Milletvekilleri mültecileri bıçaklayacak mıydı?
Suriyeli mültecilerin kaldıkları bir kampa CHP milletvekillerinin sokulmaması karşısında Dışişleri Bakanı Ahmet Davutoğlu’nun açıklaması Türk milleti ve Türkiye Cumhuriyeti Devleti adına (hadi buraya uygun düşen o kelimeyi söylemeyeyim, ağır olur) mahcup edici, özrü kabahatinden büyük bir açıklama.
Neymiş efendim, o kampta Esad’ın ordusundan kaçan generaller ve diğer rütbelilerle aileleri varmış; milletvekilleri, o kişilerin can güvenliği düşünülerek malum kampa sokulmamışlar...

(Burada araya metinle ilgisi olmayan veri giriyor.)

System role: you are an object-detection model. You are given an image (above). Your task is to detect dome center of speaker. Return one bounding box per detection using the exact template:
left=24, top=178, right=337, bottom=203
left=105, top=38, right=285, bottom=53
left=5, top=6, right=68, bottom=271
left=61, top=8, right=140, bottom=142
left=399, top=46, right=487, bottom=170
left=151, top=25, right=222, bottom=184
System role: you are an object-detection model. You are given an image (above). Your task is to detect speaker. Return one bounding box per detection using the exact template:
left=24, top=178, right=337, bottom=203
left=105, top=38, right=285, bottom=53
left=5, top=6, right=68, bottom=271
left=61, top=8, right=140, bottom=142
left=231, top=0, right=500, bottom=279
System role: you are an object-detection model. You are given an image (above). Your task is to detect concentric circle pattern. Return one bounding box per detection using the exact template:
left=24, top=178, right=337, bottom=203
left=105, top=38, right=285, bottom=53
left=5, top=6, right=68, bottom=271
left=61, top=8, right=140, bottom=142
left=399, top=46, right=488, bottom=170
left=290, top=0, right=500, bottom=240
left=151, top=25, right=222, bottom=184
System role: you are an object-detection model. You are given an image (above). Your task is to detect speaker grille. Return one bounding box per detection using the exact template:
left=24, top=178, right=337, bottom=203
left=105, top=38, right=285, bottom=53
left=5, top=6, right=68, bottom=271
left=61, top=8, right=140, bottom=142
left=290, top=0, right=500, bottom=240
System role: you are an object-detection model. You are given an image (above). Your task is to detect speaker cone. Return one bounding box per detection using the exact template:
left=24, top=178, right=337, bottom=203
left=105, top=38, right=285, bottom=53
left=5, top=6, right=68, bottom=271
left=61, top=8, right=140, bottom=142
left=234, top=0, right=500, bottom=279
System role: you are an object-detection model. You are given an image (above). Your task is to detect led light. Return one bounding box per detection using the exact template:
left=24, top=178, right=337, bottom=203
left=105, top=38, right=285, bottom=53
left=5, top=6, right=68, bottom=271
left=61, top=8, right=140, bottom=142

Ne yani, milletvekilleri kampa sokulsaydı bellerinde sakladıkları bıçakları çıkartıp Esad’dan kaçan generalleri mi bıçaklayacaklardı? Yoksa adı “özgür” amma gerçekte “Türkiye, ABD ve İsrail’e göbekten bağlı” militanlar gibi üzerlerine bağladıkları patlayıcıları infilak ettirerek kampı havaya mı uçuracaklardı? Yoksa, mültecilerin çocuklarını rehin alıp, “Suriye’yi rahat bırakmazsanız çok katlı bir postanenin çatısına çıkar hepsini teker teker aşağıya fırlatırız” tehdidi mi savuracaklardı?
Tabii ki, böyle bir şey olmayacaktı.
Milletvekilleri mültecilerle teker teker tokalaşacak, hoş geldiniz, geçmiş olsun, bir ihtiyacınız var mı, hakkınızda şöyle şöyle iddialar var, bu konuda ne diyorsunuz muhabbeti yapacaklardı? Öyleyse bu kadar masum bir istek için milletin vekilleri kendi topraklarındaki bir köye, bir çadır kente, bir konteynır yerleşim yerine niye sokulmadılar?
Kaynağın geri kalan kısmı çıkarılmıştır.